Catalytic Requirements for Alkanol, Alkane, Alkene, and CO Oxidation on Dispersed Metal Clusters

 

Catalytic Requirements for Alkanol, Alkane, Alkene, and CO Oxidation on Dispersed Metal Clusters

Weifeng Tu, Petar Lachkov, Yifei Yang, and Ya-Huei (Cathy) Chin*

Department of Chemical Engineering and Applied Chemistry, University of Toronto, Toronto, Canada

  *cathy.chin@utoronto.ca

Reactions of alcohol, alkane, alkene, or CO with oxygen on dispersed metal clusters are important pathways for synthesizing value-added chemicals and fuels, producing energy, or eliminating pollutants.
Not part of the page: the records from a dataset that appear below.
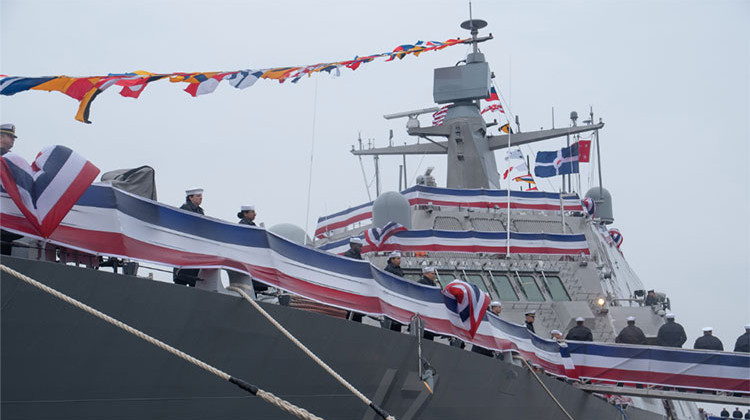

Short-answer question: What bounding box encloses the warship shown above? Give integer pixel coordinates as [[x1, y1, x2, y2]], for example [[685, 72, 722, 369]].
[[0, 19, 744, 420]]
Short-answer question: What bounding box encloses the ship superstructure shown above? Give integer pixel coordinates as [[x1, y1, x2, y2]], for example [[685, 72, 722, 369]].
[[0, 19, 748, 420]]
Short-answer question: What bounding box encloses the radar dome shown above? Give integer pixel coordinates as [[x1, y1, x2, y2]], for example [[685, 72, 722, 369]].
[[268, 223, 312, 245], [372, 191, 411, 229], [586, 187, 615, 224]]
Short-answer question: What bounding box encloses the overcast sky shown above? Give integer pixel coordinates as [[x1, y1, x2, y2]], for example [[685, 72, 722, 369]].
[[0, 0, 750, 400]]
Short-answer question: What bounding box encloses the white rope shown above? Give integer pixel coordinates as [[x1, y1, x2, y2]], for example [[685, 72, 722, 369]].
[[0, 264, 323, 420], [513, 355, 574, 420], [227, 286, 396, 420]]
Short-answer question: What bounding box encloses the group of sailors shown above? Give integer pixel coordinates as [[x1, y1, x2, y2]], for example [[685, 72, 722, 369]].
[[343, 237, 750, 356], [172, 188, 258, 292], [615, 313, 750, 353]]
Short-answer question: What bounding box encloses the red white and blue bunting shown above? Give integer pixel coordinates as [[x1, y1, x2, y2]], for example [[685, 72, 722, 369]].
[[315, 185, 583, 238], [318, 226, 590, 255], [0, 184, 750, 395], [0, 149, 750, 396]]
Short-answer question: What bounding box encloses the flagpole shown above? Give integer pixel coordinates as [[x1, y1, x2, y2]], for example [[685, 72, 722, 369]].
[[505, 121, 516, 258]]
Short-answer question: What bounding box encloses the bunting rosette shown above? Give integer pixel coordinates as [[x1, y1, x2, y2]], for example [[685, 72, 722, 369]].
[[0, 38, 470, 124], [0, 146, 99, 238]]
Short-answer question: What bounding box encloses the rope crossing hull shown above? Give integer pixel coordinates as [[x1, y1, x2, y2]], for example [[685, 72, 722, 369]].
[[0, 257, 657, 420]]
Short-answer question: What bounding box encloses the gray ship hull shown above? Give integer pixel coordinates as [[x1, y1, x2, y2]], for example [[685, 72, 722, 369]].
[[0, 258, 660, 420]]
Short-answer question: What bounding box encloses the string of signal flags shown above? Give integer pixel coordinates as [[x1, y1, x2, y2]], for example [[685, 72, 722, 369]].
[[0, 38, 471, 124]]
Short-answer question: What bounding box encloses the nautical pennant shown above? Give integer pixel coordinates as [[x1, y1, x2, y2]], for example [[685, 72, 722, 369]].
[[0, 146, 99, 238], [0, 38, 470, 123], [609, 228, 622, 249], [534, 143, 578, 178]]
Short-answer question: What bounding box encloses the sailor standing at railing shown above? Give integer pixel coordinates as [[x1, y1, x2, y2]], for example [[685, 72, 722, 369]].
[[523, 311, 536, 334], [656, 313, 687, 348], [419, 267, 437, 286], [615, 316, 646, 344], [180, 188, 206, 214], [734, 324, 750, 352], [237, 206, 257, 226], [565, 316, 594, 341], [344, 236, 365, 260], [172, 188, 205, 287], [693, 327, 724, 351]]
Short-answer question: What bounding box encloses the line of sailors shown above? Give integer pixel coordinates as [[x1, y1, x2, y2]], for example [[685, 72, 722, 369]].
[[344, 237, 750, 356], [172, 188, 268, 292], [615, 313, 750, 353]]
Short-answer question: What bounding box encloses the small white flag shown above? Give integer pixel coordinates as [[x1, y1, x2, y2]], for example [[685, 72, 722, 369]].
[[505, 149, 523, 160]]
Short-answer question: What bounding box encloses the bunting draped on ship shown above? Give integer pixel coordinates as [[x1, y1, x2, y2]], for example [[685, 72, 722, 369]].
[[318, 230, 590, 255], [315, 185, 583, 238], [0, 38, 470, 124], [0, 184, 750, 395]]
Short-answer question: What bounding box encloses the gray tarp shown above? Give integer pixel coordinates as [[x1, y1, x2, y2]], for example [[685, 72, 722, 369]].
[[102, 166, 156, 200]]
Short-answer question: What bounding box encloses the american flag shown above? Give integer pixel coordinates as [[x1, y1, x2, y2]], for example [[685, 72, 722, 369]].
[[365, 222, 407, 248], [432, 105, 450, 126], [482, 103, 505, 114], [443, 279, 490, 338], [513, 174, 536, 185]]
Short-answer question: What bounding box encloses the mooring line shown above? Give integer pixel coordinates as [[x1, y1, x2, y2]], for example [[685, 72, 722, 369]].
[[513, 355, 573, 420], [0, 264, 323, 420], [227, 286, 396, 420]]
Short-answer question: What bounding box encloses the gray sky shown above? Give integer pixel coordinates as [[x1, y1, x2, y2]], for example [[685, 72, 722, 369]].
[[0, 0, 750, 400]]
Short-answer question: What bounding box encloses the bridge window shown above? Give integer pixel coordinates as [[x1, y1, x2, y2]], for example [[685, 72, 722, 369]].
[[518, 276, 544, 302], [490, 273, 518, 301], [544, 276, 570, 301]]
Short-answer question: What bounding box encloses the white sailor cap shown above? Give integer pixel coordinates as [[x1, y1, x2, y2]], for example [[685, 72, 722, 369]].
[[0, 124, 18, 138]]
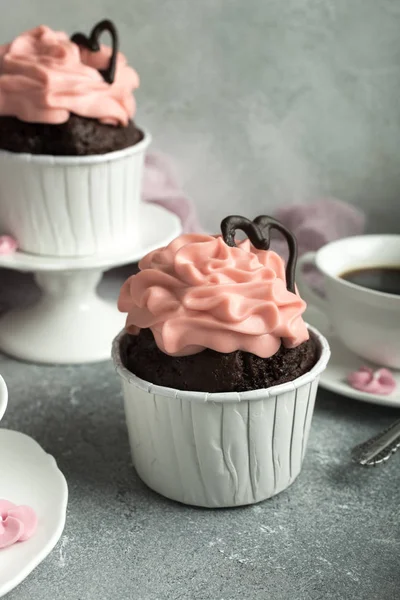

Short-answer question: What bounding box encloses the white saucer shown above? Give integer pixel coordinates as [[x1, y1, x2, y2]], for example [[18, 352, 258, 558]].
[[0, 202, 182, 272], [0, 429, 68, 596], [305, 306, 400, 408]]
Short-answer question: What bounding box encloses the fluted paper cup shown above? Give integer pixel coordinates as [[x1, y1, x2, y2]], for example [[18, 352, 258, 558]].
[[0, 133, 150, 257], [113, 327, 330, 508]]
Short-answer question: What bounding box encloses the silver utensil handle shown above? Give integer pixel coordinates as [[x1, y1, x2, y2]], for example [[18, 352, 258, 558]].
[[351, 420, 400, 466]]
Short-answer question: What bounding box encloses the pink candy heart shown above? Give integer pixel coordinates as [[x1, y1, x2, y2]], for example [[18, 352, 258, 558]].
[[0, 500, 37, 549], [347, 367, 397, 396]]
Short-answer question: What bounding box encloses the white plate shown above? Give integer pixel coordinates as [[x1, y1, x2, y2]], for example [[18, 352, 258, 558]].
[[0, 429, 68, 596], [305, 307, 400, 408]]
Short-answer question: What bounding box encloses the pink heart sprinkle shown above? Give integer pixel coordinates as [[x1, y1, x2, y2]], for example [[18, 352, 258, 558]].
[[0, 499, 38, 548], [8, 506, 37, 542], [347, 367, 397, 396], [0, 235, 18, 254], [0, 499, 17, 521]]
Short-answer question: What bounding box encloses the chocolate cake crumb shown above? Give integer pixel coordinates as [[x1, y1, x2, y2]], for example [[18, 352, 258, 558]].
[[0, 114, 144, 156], [121, 329, 319, 392]]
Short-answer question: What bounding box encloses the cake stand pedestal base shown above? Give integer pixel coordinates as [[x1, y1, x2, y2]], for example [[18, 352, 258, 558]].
[[0, 270, 125, 363], [0, 205, 180, 364]]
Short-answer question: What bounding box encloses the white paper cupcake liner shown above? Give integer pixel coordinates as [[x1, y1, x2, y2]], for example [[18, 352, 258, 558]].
[[0, 133, 151, 257], [112, 327, 330, 508]]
These reactions occur via kinetically coupled reductant and oxygen activation steps on metal cluster surfaces. Here, we utilize kinetic and isotopic studies in combination with surface titration techniques to probe the elementary steps and their kinetic relevance, report the catalytic involvement of reactive oxidant species, and then discuss the mechanistic synergies across these oxidation reactions. We report a direct relation connecting the oxidant and reductant pressures to the bulk chemical state of the metal clusters, coverages of reactive oxygen species, and their reactivities in these oxidation reactions, demonstrated here for the case of methanol oxidative dehydrogenation and methane oxidation reactions. The oxidant and reductant pressure ratio determines the relative rates of oxygen activation and oxygen removal on cluster surfaces and thus the bulk chemical state, instantaneous oxygen coverages, and the relative abundance of oxygen atom pair, oxygen atom-oxygen vacancy pair, and metal atom pair at cluster surfaces. These site-pairs activate methanol via kinetically distinct routes, thus leading to different rate dependencies. For the case of CO oxidation, turnover rates vary with not only O* but also O₂* coverages and for propene epoxidation, the rates vary with reactive oxygen (O* and O₂*) and also with OOH* intermediates formed from hydrogen abstraction by O₂*. The presence of the diverse oxygen species and their distinct reactivities in activating the reductants lead to the marked difference in rates, selectivities, and the apparent complex kinetic dependence on reactant pressures.